I'm trying what should be very easy, but I can't get it to work. Which makes me wonder if I'm using the right workflow.

我有一个简单的html页面,该页面作为帮助文件加载到桌面应用程序中.该页面没有菜单,仅包含内容.我想在我的网站上拥有一个更完善的帮助系统.因此,我想使用一个将显示菜单,面包屑以及页眉和页脚的php文件.为了不复制帮助内容,我想加载原始的HTML帮助文件并将其正文内容添加到增强的帮助页面中.
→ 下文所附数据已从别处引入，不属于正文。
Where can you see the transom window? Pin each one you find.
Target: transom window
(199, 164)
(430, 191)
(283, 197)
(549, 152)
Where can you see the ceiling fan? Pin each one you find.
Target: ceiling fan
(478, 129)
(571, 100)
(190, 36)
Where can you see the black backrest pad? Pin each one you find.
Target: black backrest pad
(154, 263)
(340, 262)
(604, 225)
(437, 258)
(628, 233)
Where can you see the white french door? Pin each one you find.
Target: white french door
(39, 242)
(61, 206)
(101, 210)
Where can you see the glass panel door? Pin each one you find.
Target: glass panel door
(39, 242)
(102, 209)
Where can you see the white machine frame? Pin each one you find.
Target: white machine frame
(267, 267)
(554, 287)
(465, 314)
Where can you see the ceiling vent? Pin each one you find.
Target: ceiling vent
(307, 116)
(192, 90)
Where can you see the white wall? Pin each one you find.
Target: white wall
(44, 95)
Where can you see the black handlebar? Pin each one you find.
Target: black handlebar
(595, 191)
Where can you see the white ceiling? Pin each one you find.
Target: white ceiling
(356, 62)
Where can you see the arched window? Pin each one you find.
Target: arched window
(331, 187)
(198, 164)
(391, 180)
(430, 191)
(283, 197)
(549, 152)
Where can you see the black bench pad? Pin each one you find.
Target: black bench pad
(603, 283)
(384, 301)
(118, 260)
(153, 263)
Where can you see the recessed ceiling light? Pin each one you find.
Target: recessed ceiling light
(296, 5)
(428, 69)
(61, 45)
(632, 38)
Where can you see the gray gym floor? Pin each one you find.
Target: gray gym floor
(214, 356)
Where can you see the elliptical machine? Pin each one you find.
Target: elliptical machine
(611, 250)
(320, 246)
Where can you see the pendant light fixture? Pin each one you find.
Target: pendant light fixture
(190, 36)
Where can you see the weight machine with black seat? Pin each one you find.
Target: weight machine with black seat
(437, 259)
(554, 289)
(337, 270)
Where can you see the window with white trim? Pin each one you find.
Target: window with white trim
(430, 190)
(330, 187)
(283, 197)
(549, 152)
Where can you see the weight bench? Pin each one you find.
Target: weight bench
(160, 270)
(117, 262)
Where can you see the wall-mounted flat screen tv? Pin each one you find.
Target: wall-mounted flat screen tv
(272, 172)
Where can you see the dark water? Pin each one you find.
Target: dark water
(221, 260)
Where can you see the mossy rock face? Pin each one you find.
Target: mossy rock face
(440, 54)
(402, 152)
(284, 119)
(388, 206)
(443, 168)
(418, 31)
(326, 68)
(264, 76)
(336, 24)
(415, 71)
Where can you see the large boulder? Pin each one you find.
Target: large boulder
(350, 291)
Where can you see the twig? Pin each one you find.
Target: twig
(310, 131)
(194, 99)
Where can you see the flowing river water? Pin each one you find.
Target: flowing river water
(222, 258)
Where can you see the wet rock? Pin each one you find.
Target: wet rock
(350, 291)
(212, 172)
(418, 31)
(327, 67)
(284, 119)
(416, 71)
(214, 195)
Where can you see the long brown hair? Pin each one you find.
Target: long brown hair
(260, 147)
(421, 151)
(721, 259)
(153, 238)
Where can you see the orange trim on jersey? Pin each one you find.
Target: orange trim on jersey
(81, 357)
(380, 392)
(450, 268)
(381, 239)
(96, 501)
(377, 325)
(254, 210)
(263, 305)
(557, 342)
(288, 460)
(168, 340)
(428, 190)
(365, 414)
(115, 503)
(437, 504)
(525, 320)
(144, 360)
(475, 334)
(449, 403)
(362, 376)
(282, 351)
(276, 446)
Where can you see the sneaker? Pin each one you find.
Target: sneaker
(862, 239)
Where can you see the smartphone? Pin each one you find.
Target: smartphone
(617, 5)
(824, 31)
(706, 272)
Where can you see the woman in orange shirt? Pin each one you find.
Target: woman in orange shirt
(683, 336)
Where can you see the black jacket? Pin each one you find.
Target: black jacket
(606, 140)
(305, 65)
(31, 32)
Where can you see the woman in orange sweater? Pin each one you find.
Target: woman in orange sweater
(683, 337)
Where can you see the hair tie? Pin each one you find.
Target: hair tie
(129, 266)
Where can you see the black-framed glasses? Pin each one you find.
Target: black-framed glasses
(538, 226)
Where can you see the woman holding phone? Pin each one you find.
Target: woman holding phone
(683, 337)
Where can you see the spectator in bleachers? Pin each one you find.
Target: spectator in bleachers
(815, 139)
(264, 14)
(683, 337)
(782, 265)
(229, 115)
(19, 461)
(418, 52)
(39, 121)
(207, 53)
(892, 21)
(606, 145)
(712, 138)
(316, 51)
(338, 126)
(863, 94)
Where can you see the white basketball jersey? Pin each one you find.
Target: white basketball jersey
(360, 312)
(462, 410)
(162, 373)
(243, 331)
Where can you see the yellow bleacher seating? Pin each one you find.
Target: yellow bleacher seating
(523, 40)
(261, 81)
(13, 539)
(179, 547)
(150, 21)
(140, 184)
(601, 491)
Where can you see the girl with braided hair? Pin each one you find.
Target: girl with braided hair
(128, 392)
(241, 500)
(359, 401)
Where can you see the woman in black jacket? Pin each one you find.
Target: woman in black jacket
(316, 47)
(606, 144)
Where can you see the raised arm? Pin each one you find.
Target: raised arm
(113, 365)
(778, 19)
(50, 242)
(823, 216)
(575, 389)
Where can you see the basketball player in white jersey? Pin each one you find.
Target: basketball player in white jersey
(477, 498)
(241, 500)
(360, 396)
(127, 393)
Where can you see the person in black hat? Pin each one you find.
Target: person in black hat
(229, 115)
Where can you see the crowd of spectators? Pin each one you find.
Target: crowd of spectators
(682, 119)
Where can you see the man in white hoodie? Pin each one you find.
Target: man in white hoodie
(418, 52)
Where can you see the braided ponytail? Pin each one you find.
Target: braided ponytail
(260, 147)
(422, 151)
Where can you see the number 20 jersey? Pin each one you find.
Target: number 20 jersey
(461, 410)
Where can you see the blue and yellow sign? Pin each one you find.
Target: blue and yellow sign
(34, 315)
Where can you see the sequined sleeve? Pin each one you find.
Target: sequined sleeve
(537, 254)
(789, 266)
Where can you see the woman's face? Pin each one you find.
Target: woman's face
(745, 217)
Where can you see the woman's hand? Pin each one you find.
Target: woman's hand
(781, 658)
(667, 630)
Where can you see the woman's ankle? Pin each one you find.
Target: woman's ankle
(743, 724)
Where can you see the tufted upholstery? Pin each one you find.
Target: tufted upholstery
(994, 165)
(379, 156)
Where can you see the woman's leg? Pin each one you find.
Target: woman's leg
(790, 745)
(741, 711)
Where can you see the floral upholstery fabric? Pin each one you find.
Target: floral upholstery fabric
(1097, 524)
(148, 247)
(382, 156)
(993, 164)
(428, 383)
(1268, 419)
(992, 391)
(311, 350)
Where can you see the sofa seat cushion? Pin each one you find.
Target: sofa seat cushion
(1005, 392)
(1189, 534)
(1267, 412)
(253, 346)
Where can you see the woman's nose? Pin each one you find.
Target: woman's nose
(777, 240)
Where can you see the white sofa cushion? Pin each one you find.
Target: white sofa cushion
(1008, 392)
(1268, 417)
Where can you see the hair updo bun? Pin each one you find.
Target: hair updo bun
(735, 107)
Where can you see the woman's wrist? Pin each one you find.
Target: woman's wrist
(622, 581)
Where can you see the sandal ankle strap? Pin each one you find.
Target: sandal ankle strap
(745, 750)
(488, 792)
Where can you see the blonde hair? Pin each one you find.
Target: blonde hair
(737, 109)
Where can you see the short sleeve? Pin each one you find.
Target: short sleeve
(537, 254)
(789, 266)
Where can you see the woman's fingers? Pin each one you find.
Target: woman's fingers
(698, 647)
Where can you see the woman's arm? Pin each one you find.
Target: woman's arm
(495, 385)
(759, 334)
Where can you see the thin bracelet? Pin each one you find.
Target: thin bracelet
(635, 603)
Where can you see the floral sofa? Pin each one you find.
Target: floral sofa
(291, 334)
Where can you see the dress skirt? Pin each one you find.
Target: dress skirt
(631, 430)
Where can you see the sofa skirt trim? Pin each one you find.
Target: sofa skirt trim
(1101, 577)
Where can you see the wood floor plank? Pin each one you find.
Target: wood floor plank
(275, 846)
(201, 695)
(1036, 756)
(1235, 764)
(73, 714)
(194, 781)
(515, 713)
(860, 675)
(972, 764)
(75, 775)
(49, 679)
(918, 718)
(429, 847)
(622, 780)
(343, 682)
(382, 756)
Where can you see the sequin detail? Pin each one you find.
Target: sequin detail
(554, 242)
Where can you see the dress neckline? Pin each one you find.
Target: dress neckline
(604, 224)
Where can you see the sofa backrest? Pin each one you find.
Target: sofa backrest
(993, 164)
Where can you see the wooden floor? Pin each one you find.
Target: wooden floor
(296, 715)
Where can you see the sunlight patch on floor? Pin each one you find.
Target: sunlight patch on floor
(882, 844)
I have a simple html page which I load in my desktop application as a help file. This page has no menu just the content. On my website I want to have a more sophisticated help system. So I want to use a php file which will show a menu, breadcrums and a header and footer. To not duplicate my help content I want to load the original HTML help file and add its body content to my enhanced help page.

我正在使用以下代码提取标题:

I'm using this code to extract the title:

function getURLContent($filename){
    $url = realpath(dirname(__FILE__)) . DIRECTORY_SEPARATOR . $filename;
    $doc = new DOMDocument;
    $doc->preserveWhiteSpace = FALSE;
    @$doc->loadHTMLFile($url);
    return $doc;
}

function getSingleElementValue($element){
  if (!is_null($element)) {
    $node = $element->childNodes->item(0);
    return $node->nodeValue;
  }
} 

$doc = getURLContent("test.html");
$title = getSingleElementValue($doc->getElementsByTagName('title')->item(0));
echo $title;

标题已正确提取.

现在我尝试提取身体:

function getBodyContent($element){
  $mock = new DOMDocument;
  foreach ($element->childNodes as $child){
      $mock->appendChild($mock->importNode($child, true));
  }        
  return $mock->saveHTML();
}

$body = getBodyContent($doc->getElementsByTagName('body')->item(0));
echo $body;

getBodyContent()函数是我尝试过的几个选项之一.它们全部返回整个HTML标签,包括HEAD标签.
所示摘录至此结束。